Cette fois-ci, ce n’est pas dû au prix de plus en plus inabordable des loyers à Madrid, ni à l’achat du bâtiment par un fonds qui s’intéresse au bien immobilier mais se passe bien des gens qui l’habitent. La fermeture de la mythique salle de rock de Carabanchel, Gruta77 (rue de Cuclillo, 6), après 26 ans d’activité, est due à quelque chose d’aussi humain – et d’aussi typique de notre époque – que l’épuisement pur et simple de Juan Luis Nieto, alias El Indio, son responsable.
« Je suis épuisé. L’effort mental et physique qu’exige un projet comme Gruta77 est très intense […]. À 57 ans, j’ai besoin de me reposer et d’améliorer ma qualité de vie », s’est-il confié dans un communiqué qu’il a rendu public via ses réseaux sociaux.
Il a tenu à s’adresser tout particulièrement au public de Gruta77 – « à vous, clients et amis » –, qu’il a tenu à remercier pour sa fidélité au fil des ans et pour avoir été « le meilleur public de rock’n’roll de la planète », tant dans les moments les plus fastes que dans les plus délicats de la salle.
« J’ai défendu mon rêve bec et ongles, j’ai réussi à en faire un rêve partagé grâce à ton amour pour le rock and roll, mais maintenant laisse-moi être égoïste et me donner un peu de répit », peut-on lire dans l’adieu d’« El Indio ».
L’importance de Gruta77 pour la musique à Madrid
L’importance et, surtout, l’implication de Gruta77 dans le paysage musical de la ville vont bien au-delà de l’activité de la salle de concert située au rez-de-chaussée. Un engagement envers la musique que l’on peut retracer à mesure que l’on monte les étages du bâtiment.
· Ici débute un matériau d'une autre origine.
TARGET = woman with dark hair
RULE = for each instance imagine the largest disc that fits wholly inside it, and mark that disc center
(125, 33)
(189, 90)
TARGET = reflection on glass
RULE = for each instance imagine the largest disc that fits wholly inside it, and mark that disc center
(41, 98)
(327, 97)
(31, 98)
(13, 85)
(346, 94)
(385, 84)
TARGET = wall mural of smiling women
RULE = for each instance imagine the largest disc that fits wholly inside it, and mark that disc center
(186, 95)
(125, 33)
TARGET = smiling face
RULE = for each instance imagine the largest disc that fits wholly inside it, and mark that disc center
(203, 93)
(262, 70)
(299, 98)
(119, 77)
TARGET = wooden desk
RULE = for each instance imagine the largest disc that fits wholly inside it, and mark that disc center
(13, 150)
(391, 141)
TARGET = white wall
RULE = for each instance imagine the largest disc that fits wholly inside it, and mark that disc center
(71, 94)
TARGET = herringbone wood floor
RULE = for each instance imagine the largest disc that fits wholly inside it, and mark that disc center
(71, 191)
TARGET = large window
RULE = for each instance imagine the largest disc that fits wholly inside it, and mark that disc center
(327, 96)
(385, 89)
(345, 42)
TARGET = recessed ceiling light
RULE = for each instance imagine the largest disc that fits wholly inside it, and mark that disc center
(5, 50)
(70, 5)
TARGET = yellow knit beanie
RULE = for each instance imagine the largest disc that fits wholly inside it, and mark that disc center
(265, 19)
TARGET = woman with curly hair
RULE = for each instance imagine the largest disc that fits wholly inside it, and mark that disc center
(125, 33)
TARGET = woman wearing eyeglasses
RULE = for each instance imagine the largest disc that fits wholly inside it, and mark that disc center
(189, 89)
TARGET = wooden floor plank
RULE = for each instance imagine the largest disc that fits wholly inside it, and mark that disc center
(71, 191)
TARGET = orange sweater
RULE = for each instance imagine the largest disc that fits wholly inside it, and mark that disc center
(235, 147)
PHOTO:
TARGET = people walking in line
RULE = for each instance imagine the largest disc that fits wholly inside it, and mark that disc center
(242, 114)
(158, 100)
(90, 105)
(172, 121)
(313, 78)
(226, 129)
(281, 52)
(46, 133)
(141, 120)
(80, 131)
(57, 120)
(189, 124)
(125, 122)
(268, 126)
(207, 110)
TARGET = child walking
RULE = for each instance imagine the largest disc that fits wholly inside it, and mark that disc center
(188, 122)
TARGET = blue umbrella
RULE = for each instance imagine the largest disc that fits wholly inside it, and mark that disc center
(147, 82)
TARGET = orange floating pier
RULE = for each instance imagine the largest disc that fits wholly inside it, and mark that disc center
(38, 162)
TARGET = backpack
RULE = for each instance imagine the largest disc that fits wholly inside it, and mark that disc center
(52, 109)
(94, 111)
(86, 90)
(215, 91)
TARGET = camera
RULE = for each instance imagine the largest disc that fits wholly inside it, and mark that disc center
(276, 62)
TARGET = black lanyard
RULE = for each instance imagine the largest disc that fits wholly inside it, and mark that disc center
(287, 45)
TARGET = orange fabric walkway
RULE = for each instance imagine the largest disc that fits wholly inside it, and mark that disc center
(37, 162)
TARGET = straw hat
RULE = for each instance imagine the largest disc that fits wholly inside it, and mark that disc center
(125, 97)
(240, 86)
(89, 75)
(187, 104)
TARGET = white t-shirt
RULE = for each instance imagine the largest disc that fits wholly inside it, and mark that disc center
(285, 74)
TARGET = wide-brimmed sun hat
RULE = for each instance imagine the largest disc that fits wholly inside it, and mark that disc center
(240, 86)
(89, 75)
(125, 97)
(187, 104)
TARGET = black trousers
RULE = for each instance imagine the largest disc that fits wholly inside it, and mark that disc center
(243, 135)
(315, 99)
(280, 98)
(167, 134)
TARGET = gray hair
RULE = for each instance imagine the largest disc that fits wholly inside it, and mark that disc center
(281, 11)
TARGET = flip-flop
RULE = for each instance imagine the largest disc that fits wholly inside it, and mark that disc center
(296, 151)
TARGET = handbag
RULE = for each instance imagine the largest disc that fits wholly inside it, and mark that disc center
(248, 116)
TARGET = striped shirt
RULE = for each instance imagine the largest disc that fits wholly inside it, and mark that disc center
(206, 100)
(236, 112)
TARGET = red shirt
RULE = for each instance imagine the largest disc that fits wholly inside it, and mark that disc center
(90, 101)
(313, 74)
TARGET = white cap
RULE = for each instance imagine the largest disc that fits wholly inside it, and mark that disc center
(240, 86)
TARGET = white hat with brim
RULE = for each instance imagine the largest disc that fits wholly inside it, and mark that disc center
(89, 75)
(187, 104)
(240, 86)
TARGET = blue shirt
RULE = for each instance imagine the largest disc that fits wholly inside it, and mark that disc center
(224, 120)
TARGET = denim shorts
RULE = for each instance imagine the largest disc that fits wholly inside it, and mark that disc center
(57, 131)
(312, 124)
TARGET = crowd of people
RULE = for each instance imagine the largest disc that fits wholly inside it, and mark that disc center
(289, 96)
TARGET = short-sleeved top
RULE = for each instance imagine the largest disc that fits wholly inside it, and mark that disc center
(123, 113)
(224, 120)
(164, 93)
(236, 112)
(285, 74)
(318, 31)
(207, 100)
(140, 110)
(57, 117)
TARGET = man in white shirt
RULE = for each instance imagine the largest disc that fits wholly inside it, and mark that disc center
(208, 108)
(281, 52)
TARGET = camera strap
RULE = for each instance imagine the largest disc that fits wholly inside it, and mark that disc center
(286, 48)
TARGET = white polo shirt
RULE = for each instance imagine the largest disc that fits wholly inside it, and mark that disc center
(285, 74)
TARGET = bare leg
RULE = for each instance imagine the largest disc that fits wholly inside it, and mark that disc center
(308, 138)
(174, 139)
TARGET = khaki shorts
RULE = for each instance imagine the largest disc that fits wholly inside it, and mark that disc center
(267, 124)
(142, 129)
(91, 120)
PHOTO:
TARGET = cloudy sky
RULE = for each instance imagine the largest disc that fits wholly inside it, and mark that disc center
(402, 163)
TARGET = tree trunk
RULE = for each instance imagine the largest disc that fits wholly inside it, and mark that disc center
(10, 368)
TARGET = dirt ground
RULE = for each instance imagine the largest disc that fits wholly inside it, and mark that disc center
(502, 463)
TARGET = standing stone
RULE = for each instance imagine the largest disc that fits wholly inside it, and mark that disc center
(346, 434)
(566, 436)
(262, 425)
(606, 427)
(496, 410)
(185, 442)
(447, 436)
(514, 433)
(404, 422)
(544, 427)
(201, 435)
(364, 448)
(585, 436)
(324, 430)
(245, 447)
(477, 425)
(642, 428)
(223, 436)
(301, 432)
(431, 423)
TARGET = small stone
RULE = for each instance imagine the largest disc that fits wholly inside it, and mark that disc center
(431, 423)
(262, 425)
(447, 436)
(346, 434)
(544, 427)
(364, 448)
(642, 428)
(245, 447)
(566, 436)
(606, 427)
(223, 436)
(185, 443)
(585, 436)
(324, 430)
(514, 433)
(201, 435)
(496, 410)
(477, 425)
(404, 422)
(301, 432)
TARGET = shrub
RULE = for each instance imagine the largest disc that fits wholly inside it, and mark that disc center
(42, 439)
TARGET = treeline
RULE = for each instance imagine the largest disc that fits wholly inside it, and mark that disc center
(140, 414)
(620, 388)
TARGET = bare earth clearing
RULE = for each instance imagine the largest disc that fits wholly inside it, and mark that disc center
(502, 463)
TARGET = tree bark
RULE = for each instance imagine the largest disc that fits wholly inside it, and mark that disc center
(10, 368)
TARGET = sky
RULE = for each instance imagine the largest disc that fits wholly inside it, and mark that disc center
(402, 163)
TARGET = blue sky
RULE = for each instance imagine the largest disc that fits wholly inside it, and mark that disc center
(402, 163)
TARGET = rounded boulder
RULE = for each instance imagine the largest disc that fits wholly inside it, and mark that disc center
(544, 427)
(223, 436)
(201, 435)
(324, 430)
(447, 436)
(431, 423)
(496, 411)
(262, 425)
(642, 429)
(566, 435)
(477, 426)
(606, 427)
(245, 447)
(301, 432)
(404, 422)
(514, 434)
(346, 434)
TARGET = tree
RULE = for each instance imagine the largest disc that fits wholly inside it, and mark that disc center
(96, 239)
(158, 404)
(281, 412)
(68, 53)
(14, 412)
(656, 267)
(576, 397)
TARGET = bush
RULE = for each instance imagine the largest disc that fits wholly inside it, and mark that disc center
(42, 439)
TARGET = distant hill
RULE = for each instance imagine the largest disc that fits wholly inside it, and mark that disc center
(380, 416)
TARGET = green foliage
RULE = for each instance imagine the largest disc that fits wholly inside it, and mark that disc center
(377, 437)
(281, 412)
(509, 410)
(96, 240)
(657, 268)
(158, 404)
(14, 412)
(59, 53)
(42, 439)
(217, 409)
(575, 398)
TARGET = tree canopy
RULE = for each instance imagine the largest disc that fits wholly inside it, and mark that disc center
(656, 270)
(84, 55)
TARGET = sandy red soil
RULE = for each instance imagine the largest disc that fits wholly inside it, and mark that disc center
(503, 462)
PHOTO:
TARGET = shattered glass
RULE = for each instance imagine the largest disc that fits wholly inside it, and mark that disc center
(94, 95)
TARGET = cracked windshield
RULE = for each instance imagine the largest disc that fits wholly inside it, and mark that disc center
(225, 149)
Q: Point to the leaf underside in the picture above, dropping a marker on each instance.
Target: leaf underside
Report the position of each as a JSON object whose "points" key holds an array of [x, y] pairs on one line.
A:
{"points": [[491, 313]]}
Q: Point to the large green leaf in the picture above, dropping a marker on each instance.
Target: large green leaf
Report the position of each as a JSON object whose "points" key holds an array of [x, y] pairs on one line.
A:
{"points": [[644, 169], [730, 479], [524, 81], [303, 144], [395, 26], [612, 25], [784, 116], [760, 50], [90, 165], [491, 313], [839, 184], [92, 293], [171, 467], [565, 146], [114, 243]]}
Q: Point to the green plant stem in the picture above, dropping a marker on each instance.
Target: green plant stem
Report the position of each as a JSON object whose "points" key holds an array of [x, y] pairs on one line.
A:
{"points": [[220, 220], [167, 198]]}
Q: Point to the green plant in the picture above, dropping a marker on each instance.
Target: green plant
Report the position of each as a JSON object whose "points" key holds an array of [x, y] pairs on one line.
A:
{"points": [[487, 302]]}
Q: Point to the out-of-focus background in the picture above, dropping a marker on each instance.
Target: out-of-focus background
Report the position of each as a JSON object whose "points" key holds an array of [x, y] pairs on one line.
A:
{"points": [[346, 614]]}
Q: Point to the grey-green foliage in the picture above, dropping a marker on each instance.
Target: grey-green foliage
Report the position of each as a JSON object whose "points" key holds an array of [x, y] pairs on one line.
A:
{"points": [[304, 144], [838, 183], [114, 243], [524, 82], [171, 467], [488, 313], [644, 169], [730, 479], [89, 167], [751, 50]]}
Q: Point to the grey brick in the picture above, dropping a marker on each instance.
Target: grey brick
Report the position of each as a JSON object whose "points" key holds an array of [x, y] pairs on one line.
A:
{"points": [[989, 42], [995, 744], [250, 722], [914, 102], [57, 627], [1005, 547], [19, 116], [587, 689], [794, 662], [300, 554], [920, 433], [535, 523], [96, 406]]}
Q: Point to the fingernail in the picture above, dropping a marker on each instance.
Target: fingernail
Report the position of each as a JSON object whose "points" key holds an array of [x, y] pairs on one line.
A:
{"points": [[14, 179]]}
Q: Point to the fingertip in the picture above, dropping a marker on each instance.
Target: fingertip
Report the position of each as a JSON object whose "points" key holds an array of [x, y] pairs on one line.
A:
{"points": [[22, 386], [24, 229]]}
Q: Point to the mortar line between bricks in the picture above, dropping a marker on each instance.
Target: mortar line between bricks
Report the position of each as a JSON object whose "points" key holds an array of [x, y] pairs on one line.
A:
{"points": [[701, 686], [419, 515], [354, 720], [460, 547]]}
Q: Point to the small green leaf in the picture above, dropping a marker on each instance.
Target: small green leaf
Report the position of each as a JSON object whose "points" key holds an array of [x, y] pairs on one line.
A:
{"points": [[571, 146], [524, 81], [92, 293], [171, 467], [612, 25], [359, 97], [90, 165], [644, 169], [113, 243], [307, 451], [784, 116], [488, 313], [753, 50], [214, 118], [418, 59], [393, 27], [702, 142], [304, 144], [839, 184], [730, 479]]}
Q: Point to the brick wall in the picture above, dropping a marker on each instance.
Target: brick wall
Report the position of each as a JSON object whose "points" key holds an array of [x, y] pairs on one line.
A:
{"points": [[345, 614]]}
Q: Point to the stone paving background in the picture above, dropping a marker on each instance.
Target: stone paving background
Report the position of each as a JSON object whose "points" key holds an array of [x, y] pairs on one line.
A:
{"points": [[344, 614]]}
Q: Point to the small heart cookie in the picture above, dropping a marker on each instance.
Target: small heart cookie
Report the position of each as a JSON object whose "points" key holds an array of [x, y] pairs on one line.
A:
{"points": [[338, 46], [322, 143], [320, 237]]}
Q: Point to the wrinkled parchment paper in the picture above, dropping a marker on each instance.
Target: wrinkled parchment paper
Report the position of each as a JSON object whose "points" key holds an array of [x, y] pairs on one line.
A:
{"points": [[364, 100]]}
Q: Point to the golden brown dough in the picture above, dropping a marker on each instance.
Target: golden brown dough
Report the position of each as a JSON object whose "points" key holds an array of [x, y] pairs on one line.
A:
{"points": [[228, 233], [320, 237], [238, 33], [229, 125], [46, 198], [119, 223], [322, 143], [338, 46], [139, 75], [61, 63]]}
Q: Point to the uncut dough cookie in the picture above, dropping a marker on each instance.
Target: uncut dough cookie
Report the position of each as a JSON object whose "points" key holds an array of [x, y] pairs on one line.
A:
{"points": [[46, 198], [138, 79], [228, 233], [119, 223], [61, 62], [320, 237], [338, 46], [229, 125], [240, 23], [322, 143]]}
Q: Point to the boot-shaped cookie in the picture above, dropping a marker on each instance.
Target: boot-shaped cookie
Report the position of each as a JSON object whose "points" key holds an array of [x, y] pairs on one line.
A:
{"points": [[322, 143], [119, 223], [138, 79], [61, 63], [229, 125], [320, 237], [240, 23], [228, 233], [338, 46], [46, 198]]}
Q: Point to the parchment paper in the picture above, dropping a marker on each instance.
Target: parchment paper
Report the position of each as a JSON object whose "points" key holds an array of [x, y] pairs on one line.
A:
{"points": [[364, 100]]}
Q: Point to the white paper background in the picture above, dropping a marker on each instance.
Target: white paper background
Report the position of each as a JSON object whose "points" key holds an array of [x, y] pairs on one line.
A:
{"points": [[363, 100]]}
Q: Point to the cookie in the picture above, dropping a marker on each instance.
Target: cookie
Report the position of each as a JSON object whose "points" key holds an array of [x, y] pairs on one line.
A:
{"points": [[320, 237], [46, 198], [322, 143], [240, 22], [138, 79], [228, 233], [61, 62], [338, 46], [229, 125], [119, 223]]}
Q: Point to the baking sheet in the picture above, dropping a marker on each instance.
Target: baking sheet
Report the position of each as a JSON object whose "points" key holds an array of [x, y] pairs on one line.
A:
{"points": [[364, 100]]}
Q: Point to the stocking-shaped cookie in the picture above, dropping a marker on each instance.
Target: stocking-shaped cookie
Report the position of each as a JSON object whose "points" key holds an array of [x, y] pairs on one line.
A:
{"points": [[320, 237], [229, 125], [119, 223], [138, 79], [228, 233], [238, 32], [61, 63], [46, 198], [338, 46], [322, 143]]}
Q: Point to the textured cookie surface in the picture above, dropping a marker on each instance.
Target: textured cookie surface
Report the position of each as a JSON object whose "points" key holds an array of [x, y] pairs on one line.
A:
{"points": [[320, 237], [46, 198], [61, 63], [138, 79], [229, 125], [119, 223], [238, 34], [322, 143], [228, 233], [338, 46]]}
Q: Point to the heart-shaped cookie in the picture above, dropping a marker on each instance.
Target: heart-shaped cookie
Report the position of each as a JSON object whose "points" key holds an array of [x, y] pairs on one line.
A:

C’est aux étages supérieurs que se répartissent ses plus de 20 salles de répétition professionnelles et son école de chant, de guitare et de batterie. Une ressource que des musiciens comme Robe Iniesta ont mise en avant tout au long de leur carrière pour faciliter et promouvoir les opportunités pour les jeunes musiciens.
Tout cela a contribué à ce que cette mythique salle de rock soit reconnue comme Salle du Patrimoine Culturel de la Ville de Madrid. Et dans cet écosystème, le rôle de Juan Luis Nieto pendant des décennies a été de « programmer, produire et promouvoir chaque événement personnellement, en plus de conseiller les groupes qui utilisent les salles de répétition » de manière vocationnelle, comme l’indique la page de la mairie de Madrid consacrée à la salle.
Les derniers concerts programmés à la Gruta77 avant la fermeture

Gruta77 fermera ses portes en décembre prochain, mais avant ça, elle fera ses adieux en grande pompe avec des concerts jusqu’au 26 novembre, dont tu peux consulter le programme sur son site web. Cependant, une fois le rideau baissé, elle continuera à nourrir la vie musicale de Madrid à travers la société de production Gruta77, avec des concerts programmés dans d’autres salles sous son label.
Ces dernières années, la façade du bâtiment a fièrement exposé – à titre d’hommage lancé par Paco Graco – une sélection d’enseignes commerciales d’entreprises madrilènes aujourd’hui disparues, qui témoignent de l’histoire des familles et des commerces qui ont tissé l’histoire de notre ville. Et non sans une certaine poésie, à partir de décembre, c’est l’enseigne de Gruta77 elle-même qui viendra s’intégrer – avec le naturel d’un adieu déjà attendu – à ce patrimoine graphique et émotionnel de Madrid qui sera toujours présent, d’une manière ou d’une autre, partout où il y aura du rock and roll.